Diesel Generators vs. Gasoline Generators

Diesel Generators vs. Gasoline Generators

Posted in: Diesel Generators Performance Power Outages

People all over the world depend on electricity to power their lives. Electricity is essential for homes, businesses, and emergency facilities such as hospitals. Electricity is distributed through electrical grids and flows from the generating units to the end users. There is a need for a continuous supply of electricity to ensure that there will be no disruption of services. This is especially crucial in facilities such as hospitals, airports, and emergency dispatch centers. Even a brief minute of power interruption in those facilities could endanger lives.

Generators are used as a backup source in the case of a power failure. They can help ensure a continuous supply of electric power to vital facilities. Most generators are fueled by either diesel or gasoline.

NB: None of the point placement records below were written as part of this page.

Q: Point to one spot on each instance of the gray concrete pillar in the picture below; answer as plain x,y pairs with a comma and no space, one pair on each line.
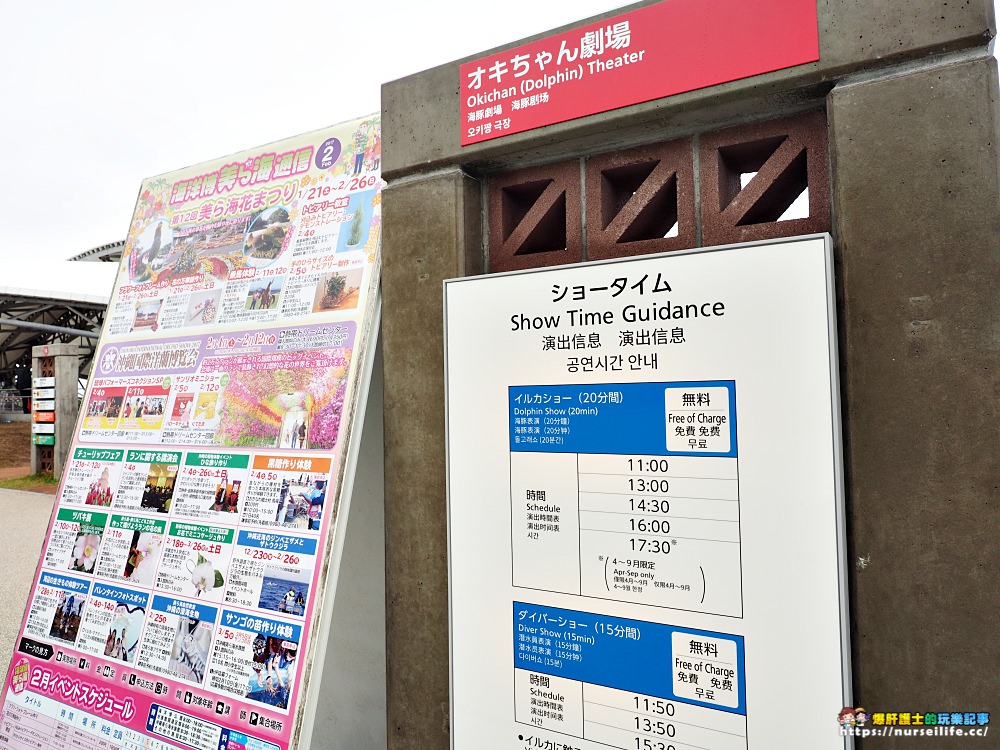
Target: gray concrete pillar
63,362
917,220
433,225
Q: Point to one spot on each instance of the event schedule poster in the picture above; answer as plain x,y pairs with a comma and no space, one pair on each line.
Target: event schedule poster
183,577
645,504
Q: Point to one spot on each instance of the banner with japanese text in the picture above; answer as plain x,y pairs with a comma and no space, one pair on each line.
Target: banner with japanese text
185,569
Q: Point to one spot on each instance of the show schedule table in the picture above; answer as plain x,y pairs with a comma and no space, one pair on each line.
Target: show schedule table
629,492
645,504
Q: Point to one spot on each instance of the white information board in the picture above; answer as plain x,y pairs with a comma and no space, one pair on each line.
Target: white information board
645,504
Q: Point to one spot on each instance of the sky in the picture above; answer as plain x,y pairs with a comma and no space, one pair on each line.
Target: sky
96,96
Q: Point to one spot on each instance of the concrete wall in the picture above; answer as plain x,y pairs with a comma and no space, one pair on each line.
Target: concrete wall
909,90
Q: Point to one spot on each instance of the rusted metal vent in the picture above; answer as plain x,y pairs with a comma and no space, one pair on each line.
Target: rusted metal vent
640,201
535,217
757,182
752,175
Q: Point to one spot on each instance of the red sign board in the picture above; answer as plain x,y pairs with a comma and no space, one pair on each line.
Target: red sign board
656,51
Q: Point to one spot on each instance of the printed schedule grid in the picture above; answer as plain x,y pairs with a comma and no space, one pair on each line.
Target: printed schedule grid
646,513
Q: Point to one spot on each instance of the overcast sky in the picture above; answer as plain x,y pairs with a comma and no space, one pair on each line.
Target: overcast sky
96,96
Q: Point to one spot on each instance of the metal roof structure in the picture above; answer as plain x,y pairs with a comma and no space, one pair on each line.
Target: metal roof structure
62,302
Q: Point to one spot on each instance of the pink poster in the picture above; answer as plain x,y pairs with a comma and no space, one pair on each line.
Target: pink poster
183,574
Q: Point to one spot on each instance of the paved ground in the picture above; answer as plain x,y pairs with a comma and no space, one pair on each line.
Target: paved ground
26,517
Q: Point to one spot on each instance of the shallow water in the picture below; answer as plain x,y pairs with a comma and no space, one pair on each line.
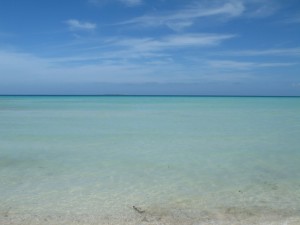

Here are a few of the main differences between diesel and gasoline generators:

  • Fuel consumption – Diesel generators are cheaper to operate.  They burn less fuel than gasoline generators, and besides that, diesel is generally cheaper than gasoline.
  • Power production – Diesel generators run more efficiently than gasoline generators. This is evident when you compare the compression ratios of the two types of generators. A gasoline engine has a compression ratio between 8:1 and 12:1 while a diesel engine’s compression ratio ranges from 14:1 to 25:1.
  • Cold weather start – A diesel engine has no spark plug. The air compression in the cylinder combusts the fuel and starts the ignition. A cold weather start is difficult for a diesel generator, but this can be remedied by using a glow plug to help the engine rev up.Gasoline engines, on the other hand, start easily regardless of the weather. 
  • Durability – Diesel generators requires less maintenance than gasoline generators. Gas generators tend to get hotter the longer they run. Diesel generators don’t have this problem.

In the balance, many consumers prefer diesel over gasoline-powered generators because of their inherent advantages.